The drone that is shown it the ISIS video.

It is quite interesting that, upon a closer look at the video, it becomes clear that the drone shown in detail, the one that is made to resemble the American stealth drones, is not the one that drops the explosives during combat. It is quite clear that whatever drops those bombs is hovering and therefore must be different from the one shown. These shitty little helicopter style drones, might make good bomb-dropping-devices, their visual appearance is the one of toys. I find it quite funny that there is a group that has a deadly weapon at hand – the quad copters – but for propaganda purposes they need to show something that is far less effective. If they are effective at all.

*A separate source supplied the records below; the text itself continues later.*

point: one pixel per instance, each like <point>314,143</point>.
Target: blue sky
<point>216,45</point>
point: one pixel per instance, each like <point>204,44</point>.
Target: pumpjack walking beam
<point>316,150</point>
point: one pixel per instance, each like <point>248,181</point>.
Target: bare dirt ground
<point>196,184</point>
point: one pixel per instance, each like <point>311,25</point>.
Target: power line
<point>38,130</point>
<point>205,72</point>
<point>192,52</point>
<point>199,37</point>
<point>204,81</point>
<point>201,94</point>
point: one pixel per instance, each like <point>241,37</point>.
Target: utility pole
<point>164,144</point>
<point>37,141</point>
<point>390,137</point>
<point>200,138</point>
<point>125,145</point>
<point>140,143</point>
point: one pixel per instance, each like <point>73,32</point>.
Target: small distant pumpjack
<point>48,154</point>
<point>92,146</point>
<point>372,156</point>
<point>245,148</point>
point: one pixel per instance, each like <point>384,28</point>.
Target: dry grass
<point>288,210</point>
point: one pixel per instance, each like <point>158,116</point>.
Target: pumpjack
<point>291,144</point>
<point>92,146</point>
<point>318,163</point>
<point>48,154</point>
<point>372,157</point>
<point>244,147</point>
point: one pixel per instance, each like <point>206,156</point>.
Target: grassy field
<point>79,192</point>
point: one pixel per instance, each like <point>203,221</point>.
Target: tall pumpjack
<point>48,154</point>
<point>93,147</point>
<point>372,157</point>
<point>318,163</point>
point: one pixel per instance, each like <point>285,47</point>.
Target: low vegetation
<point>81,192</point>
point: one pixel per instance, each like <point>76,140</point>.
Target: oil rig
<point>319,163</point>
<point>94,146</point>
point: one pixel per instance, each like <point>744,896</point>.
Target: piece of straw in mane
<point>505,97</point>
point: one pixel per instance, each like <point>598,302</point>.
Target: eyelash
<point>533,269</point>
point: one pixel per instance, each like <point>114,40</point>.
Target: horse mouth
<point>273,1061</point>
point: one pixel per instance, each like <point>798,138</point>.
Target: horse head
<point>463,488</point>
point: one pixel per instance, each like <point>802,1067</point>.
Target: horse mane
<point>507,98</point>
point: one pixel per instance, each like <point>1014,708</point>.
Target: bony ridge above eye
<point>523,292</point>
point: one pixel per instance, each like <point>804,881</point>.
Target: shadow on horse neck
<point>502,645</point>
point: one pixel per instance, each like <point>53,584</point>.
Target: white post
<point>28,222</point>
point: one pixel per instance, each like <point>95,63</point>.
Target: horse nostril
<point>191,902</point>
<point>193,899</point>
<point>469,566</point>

It turns out though, that “close inspection” is not necessarily what one has to be afraid of, when producing propaganda videos. The fact that murder via drones isn’t a monopoly of America any longer has been noticed by some media outlets. Guess which images are used to illustrate this development? Of course, it is the two guys launching a dysfunctional killing machine. So, the propaganda has been successful in this respect. The article shown here describes how the drone shown is the one that attacks soldiers and bystanders. That is wrong. People are attacked and maybe people are killed. But it is not by the drone shown. Does this make a difference? I would argue that it does. The fact that someone made the effort to make the drone look much fancier than it actually is, shows us that this is an attempt to appear more sophisticated. ISIS wants to be recognized as a global player and not like the random – and incredibly lucky – terror group, which they are. For a fight against a group that utilizes mere toy drones for their terrible deeds the United States would not need to raise their military budget by 54 Billion Dollar, but to fight a group that is capable of using these “highly advanced” drones? Well, take our money – right?!?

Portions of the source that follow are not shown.